Ive had some cherry shrimp for a few weeks now and they are reproducing like crazy. I keep them in a 5.5 gallon tank with some small plants. I feed Hikari crab cuisine and am liking it. Here is my question....how long before the new babies will become mature? It's funny, I see all these little babies running around...and then they sort of disappear. I would have thought to see them really increase in size and abundance in the tank. I have had at least 4 hatches in these few weeks. How many shrimp should I expect and what do you think the carrying capacity of a 5.5 gallon tank is for RCS? I have no other fish in the tank...only ramshorns. The tank has been established for months. Thanks for any advice.

Sean


----------



## dekstr (Oct 30, 2007)

Hey lowfi,

From what I know, the cherry shrimp's life span is only 1-2 years.




> Once a female and male are sexual mature (4-6 months old) and the above-mentioned requirements are met, they will breed. Breeding occurs right after a female molts. She will then hide and release pheromones and the male will find her and breed with her. After breeding the female will carry the fertilized eggs under her tail until they hatch.




So they are ready to reproduce once 4-6 months old. But I've read threads where members have claimed they have cherry shrimp breed even when they were juveniles, given the right breeding conditions.

As for the maximum number in one tank, all I can say is they breed like invasive hares in Australia. I guess they will keep reproducing as long as there is food available and the tank is breeding appropriate, up to the point where it is no longer possible to sustain the bioload, which is when the filtration cannot possibly handle the amount of food that breaks down.

As for your disappearing baby shrimps, there are a lot of factors why they disappear. Here are some I've learned about from others.

1. Baby cherry shrimp look awfully like brine shrimp to fish. So if you keep fish, they will probably eat the baby shrimp. Adult cherry shrimps do not eat their own kind, even when they are babies, unless they are already dead.
2. Even if you keep fish with the shrimp, then the surviving babies will be hiding for protection--thus away from visibility--and you will not see them.
3. Your filter intake, if you run one with a motor impeller, is so powerful it sucks up the babies and kills them with the impeller.

Hope I helped!
Dexter


----------



## Grubs (Jul 4, 2007)

dekstr said:


> 3. Your filter intake, if you run one with a motor impeller, is so powerful it sucks up the babies and kills them with the impeller.

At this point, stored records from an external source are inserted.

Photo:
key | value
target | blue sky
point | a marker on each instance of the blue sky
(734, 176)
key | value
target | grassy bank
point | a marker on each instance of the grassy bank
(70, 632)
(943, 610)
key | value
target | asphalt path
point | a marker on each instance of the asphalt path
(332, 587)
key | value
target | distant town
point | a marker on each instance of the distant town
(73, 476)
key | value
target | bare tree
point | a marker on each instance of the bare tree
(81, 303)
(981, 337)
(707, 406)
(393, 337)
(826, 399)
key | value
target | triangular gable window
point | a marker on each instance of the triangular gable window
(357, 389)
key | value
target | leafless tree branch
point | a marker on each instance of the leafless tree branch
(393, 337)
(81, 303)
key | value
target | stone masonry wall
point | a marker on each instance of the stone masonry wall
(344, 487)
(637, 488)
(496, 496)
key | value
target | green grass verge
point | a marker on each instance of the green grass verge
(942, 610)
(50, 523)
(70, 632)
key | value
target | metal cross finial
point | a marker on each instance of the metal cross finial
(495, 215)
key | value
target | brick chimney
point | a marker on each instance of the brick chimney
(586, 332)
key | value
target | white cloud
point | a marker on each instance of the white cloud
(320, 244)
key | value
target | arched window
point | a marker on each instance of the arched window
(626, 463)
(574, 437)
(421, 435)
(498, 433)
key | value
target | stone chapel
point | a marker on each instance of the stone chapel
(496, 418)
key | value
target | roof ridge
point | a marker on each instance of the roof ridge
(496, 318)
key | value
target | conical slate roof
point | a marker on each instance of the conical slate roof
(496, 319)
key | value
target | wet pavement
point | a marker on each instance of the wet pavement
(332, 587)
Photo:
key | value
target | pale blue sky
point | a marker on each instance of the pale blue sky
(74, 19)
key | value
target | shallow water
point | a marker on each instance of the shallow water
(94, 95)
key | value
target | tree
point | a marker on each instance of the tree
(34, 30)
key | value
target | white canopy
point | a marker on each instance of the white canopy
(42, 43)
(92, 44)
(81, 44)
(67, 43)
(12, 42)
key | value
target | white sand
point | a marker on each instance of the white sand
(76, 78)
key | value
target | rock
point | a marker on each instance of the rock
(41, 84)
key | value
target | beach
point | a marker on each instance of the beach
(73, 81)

Actually many canisters have the filter media *before* the impeller so the shrimp are sucked into the filter and can live in there for quite some time depending on how harsh the conditions are. Whenever I clean my canisters I always rinse the ceramic pipes and recover 20-30 shrimp - some of which are too big to get through the fly-screen over my filter intake. This suggests they were sucked up when tiny and have grown in the filter!


----------



## oblongshrimp (Aug 8, 2006)

Ya I actually had 5 Crystal shrimp (SS grade) that I found in my ehiem the other day when I cleaned it....sure glad I checked before dumping the water out.


----------